The opportunity to invest in quality

Of course we must put this all into the context of investing.

In a report by MarketsandMarkets, Big Data is estimated to be worth over USD 229 billion by 2025, and at a rate of 10% growth per annum it doesn’t take much imagination to see value in this industry as we digitize our lives more and more. The potential universe to benefit from Big Data grows day by day as new technology innovations and products come to light.

The GDPR is just one of many hard-line regulations that are in place or in the pipeline to manage how consumers’ personal information is handled – as consumers this should bring us comfort. And as investors, it lends us foresight into which companies stand to thrive with new regulatory change, rather than have to struggle against it.

The Indxx Artificial Intelligence and Big Data Index tracks the performance of companies which stand to benefit from the analysis of Big Data, against the 500 largest listed US stocks. The outperformance since 2016 has been significant (see below).

Source: Indxx Indicies

Importantly, many of the top constituents have had a good record of maintaining high levels of consumer protection for data usage, and therefore may skirt the legislative headwinds to come in the industry. These include Qualcomm (QCOM:NASDAQ) and Nvidia (NVDA:NASDAQ), whilst Salesforce and Oracle have been hit recently with a GDPR-enabled class action lawsuit against their tracking of consumer information.

To list every company which had good data protection would take more than a morning note, so let me leave you with this thought:

We are watching the emergence of a new industry, one which stands to become a behemoth in an increasingly digital world.
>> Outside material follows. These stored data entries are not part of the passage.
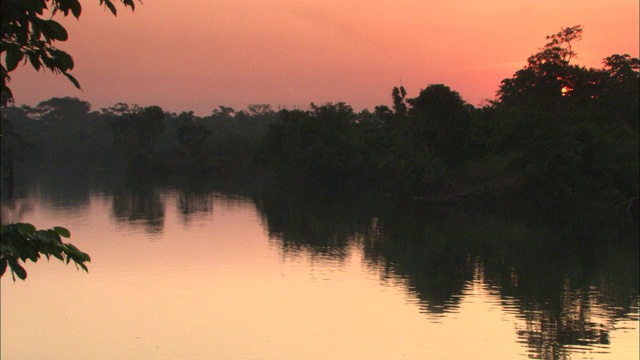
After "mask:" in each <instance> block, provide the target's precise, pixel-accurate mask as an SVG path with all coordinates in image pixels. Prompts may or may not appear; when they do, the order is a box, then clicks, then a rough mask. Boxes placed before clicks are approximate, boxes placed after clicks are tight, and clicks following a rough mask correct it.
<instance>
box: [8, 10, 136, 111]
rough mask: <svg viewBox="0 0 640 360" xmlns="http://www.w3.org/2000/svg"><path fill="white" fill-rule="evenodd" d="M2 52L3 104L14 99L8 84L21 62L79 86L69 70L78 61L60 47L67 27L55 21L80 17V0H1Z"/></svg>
mask: <svg viewBox="0 0 640 360" xmlns="http://www.w3.org/2000/svg"><path fill="white" fill-rule="evenodd" d="M121 1H122V3H123V4H124V6H125V7H127V6H129V7H131V9H132V10H133V9H134V8H135V5H134V3H133V0H121ZM1 4H2V5H1V7H0V10H1V15H0V18H1V20H0V26H1V28H2V37H1V38H0V54H4V55H5V57H4V64H0V81H1V84H2V88H1V92H0V98H1V103H0V104H1V105H2V106H6V105H7V104H9V103H12V102H13V93H12V92H11V89H10V88H9V86H8V83H9V81H11V77H10V76H9V73H10V72H12V71H13V70H15V69H16V68H17V67H18V65H19V64H20V62H23V63H26V62H27V61H28V62H29V63H31V65H32V66H33V68H34V69H36V70H40V69H41V68H45V69H49V70H50V71H51V72H53V73H59V74H63V75H64V76H66V77H67V78H68V79H69V80H70V81H71V82H72V83H73V84H74V85H75V86H76V87H77V88H80V83H79V82H78V80H76V79H75V78H74V77H73V76H72V75H71V74H70V73H69V71H71V70H73V67H74V62H73V58H72V57H71V55H69V54H68V53H66V52H65V51H63V50H60V49H58V48H57V47H56V46H55V45H56V42H58V41H60V42H63V41H66V40H67V39H68V38H69V34H68V33H67V30H66V29H65V28H64V27H63V26H62V25H61V24H60V23H59V22H57V21H55V20H53V17H54V16H55V15H56V14H60V13H61V14H63V15H64V16H68V15H69V14H71V15H72V16H73V17H75V18H76V19H79V18H80V14H81V13H82V6H81V5H80V1H79V0H36V1H23V0H3V1H2V3H1ZM100 5H104V6H105V7H106V8H108V9H109V10H110V11H111V13H113V15H116V14H117V10H116V7H115V5H114V4H113V1H112V0H100Z"/></svg>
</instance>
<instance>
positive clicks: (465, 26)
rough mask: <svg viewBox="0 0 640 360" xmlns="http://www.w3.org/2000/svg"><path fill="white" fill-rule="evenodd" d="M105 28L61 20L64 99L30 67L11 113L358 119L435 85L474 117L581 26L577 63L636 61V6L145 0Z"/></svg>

We can see its growth rate, and rather uniquely we can see the headwinds that its market participants will face from governments and regulators around the world. Given this knowledge why, as investors, would we not look to gain the edge and invest into quality companies which are already well placed to avoid legislative pitfalls?

We are rarely presented an opportunity to make a quality investment and protect ourselves as consumers at the same time – perhaps I should have called this note ‘Have your cake and eat it too’.

The views expressed in this article are the views of the stated author as at the date published and are subject to change based on markets and other conditions. Past performance is not a reliable indicator of future performance. Mason Stevens is only providing general advice in providing this information. You should consider this information, along with all your other investments and strategies when assessing the appropriateness of the information to your individual circumstances. Mason Stevens and its associates and their respective directors and other staff each declare that they may hold interests in securities and/or earn fees or other benefits from transactions arising as a result of information contained in this article.